Hoofdstuk 2: Druivenrassen
In het vorige hoofdstuk kwam al voorbij dat er vele druivenrassen bestaan die ieder een eigen smaak kunnen geven aan wijn. In dit hoofdstuk gaan we verder in op de verschillende druivenrassen, hun kenmerken en voor welk soort wijn ze gebruikt worden. Wie had gedacht dat er zoveel te ontdekken valt over druiven?

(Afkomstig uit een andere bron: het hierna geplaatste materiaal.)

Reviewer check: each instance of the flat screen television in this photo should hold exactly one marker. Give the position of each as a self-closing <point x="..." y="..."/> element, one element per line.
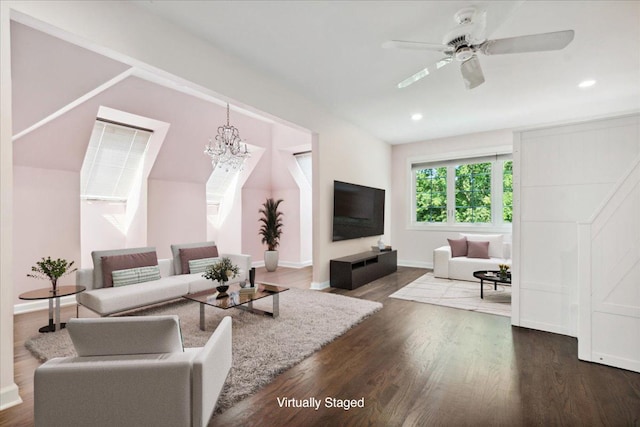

Druiven groeien aan een klimplant, ook wel een “druivenstok” genoemd. Bijna alle druivenrassen zijn familie van elkaar en behoren tot de druivenstokfamilie “Vitaceae”. Druiven waar wijn van wordt gemaakt komen van een specifieke druivenstok.
Druivenrassen kunnen worden ingedeeld in witte en blauwe druiven. Je kunt elk druivenras herkennen aan bepaalde typerende kenmerken. Het maakt niet uit waar ter wereld de druiven verbouwd worden, door deze kenmerken kun je altijd achterhalen om welk ras het gaat.
Wijnen worden vaak gemaakt van meerdere druivenrassen. Deze vullen elkaar aan en geven de wijn een evenwichtige smaak. Cabarnet sauvignon wordt bijvoorbeeld vaak gemengd met merlot, om de wijn wat soepeler en minder intens te maken.
Een bekende wijnsoort van meerdere druivenrassen is champagne. Champagne is een wat luxere witte, mousserende wijn en wordt voornamelijk veel gedronken wanneer er iets te vieren is.
Rioja is een wijnbouwgebied in het noorden van Spanje. Hier wordt de gelijknamige Riojawijn gemaakt. Deze wijn bestaat ook uit meerdere druivenrassen.
Nu je wat meer hebt geleerd over druivenrassen, kun je eens kijken of je ook al druivenrassen kunt herkennen aan hun smaakkenmerken.